Request a free credit report from each of the major 3 reporting agencies every year. Carefully take your time and review every line of these reports for inaccuracies and discrepancies. For example, if a bankruptcy is showing on your rating, yet is over 7 years old, that information should not be coming up in your report. This would be a great example of why knowing and being familiar with your credit report is very important.

Payment history is the biggest factor in determining a credit score. Homeowners who have been making regular, on time, payments, should only have positive gains in their credit rating. Some other things which may be accounted for are how much you owe in debts, how many credit inquiries on your file, your income, and how long your credit history goes back for.

-Your Mortgage Payment History
Refinancing a mortgage with a bad credit score is not impossible, or even as hard, as it seems. Typically, homeowners, regardless of credit, can save money through mortgage refinancing if they have been able to pay every home loan payment on time and in full. Your chances are even better if you have made payments which are more than the minimum required, or earlier than the due date. Mortgage lenders and banks will see that when it comes to your home, you are perfect on payments, and are much less of a risk. This can help you get the approval you need, at good interest rates, even with less than desirable credit.

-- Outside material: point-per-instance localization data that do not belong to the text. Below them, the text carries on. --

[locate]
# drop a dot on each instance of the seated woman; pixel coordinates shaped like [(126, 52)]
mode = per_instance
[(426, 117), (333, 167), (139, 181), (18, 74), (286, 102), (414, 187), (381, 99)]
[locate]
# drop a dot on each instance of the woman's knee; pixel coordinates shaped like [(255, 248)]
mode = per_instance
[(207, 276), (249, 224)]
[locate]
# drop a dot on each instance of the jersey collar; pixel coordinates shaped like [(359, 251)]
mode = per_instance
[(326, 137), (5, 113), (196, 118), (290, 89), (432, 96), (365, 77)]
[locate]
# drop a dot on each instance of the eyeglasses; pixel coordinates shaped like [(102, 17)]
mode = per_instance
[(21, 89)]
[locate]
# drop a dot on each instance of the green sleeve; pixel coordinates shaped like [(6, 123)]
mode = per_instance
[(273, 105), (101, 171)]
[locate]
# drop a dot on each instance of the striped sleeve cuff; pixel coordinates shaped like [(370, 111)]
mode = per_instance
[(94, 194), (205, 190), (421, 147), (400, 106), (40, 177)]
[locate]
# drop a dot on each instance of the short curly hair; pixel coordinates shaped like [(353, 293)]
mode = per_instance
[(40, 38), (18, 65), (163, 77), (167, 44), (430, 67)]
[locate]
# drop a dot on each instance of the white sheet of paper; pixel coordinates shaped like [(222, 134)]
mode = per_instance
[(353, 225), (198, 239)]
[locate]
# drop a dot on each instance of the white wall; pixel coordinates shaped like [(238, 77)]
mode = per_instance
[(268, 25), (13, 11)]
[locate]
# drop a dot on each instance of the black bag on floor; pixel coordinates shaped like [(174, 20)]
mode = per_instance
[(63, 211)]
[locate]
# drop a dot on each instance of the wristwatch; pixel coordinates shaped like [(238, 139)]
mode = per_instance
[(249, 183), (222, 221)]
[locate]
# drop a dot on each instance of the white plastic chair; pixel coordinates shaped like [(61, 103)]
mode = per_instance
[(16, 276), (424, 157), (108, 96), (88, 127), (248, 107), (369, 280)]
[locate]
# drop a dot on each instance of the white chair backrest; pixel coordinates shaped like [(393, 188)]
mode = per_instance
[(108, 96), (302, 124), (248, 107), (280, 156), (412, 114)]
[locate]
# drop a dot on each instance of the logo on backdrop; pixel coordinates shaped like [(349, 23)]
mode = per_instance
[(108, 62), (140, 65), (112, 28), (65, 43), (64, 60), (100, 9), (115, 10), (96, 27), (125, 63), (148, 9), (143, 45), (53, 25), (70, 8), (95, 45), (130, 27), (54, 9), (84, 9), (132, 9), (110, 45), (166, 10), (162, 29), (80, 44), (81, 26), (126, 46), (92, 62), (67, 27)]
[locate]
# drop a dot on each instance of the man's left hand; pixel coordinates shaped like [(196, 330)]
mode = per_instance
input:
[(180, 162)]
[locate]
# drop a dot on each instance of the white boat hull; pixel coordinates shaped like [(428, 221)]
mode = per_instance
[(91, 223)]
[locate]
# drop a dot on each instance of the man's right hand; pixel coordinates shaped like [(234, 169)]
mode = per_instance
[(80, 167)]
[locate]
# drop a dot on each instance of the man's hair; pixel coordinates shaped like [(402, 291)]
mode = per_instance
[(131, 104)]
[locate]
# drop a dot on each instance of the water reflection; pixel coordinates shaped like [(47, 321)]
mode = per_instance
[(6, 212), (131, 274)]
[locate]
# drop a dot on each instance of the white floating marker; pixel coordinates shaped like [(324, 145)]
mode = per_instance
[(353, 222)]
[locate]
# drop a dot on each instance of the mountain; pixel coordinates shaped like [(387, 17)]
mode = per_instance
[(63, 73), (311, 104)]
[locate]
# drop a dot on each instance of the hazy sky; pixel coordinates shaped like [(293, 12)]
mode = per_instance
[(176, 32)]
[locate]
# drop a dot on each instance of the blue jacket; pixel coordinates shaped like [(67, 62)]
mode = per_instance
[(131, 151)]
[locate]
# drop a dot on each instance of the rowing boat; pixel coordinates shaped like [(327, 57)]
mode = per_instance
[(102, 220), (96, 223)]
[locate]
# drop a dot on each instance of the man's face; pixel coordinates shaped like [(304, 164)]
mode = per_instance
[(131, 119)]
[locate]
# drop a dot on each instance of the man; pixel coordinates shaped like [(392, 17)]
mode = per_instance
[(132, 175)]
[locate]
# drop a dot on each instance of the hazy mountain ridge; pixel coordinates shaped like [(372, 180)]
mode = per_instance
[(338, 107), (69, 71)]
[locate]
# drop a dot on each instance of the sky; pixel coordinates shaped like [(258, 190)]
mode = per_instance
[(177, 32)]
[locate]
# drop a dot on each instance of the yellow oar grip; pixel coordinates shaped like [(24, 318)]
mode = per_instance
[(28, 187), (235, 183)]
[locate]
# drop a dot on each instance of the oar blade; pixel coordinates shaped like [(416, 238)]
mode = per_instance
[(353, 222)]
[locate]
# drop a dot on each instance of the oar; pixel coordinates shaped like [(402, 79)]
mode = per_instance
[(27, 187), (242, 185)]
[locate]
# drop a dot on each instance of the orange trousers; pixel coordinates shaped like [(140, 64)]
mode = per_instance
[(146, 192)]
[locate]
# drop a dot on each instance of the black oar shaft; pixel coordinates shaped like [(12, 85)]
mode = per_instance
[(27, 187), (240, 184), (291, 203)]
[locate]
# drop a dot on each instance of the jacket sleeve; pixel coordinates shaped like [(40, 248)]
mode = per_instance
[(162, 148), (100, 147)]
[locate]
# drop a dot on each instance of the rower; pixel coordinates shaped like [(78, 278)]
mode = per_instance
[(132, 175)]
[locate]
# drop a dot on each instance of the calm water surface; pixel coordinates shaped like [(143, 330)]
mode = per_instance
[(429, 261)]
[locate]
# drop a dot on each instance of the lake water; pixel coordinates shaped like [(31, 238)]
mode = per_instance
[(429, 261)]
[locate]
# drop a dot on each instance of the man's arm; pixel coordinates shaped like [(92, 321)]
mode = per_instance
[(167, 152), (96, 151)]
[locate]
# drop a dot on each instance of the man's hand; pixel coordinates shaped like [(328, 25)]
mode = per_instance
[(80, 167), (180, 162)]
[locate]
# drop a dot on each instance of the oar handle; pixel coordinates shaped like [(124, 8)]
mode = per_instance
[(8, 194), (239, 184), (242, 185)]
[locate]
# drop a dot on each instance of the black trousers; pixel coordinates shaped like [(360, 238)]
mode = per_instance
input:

-The Amount Due on your Current Mortgage
The balance remaining on your existing mortgage, plays a role in determining your mortgage rates. Say you are over 50% paid on your mortgage, with full and on time payment history, you are nearly guaranteed a refinancing opportunity into a lower, money saving, interest rate. Homeowners wishing to refinance a newer home loan will face more questions and scrutiny from mortgage lenders and banks. They will wish to know everything about your current finances, potential plans, and want copies of as many financial documents as possible. This is understandable as the mortgage lender or bank will be facing more financial loss by taking on newer home loans for refinancing.

-The Mortgage Lender
The mortgage lender probably is the second biggest factor in determining your mortgage interest rates. Some of the bigger mortgage lenders and banks have the size, resources, and experience needed to obtain the lowest mortgage rates possible. The big lenders can afford to take on a little more risk, and negotiate a little on the terms, rates, and conditions of the home loan refinancing. Although, without a decent credit history, getting approved for refinancing from the larger companies can be harder, especially for new home loans with little to lose. Smaller companies on the other hand tend to take less chances with their limited funding, and offer extremely competitive rates to qualified homeowners. Your personal situation will determine the best lender for you.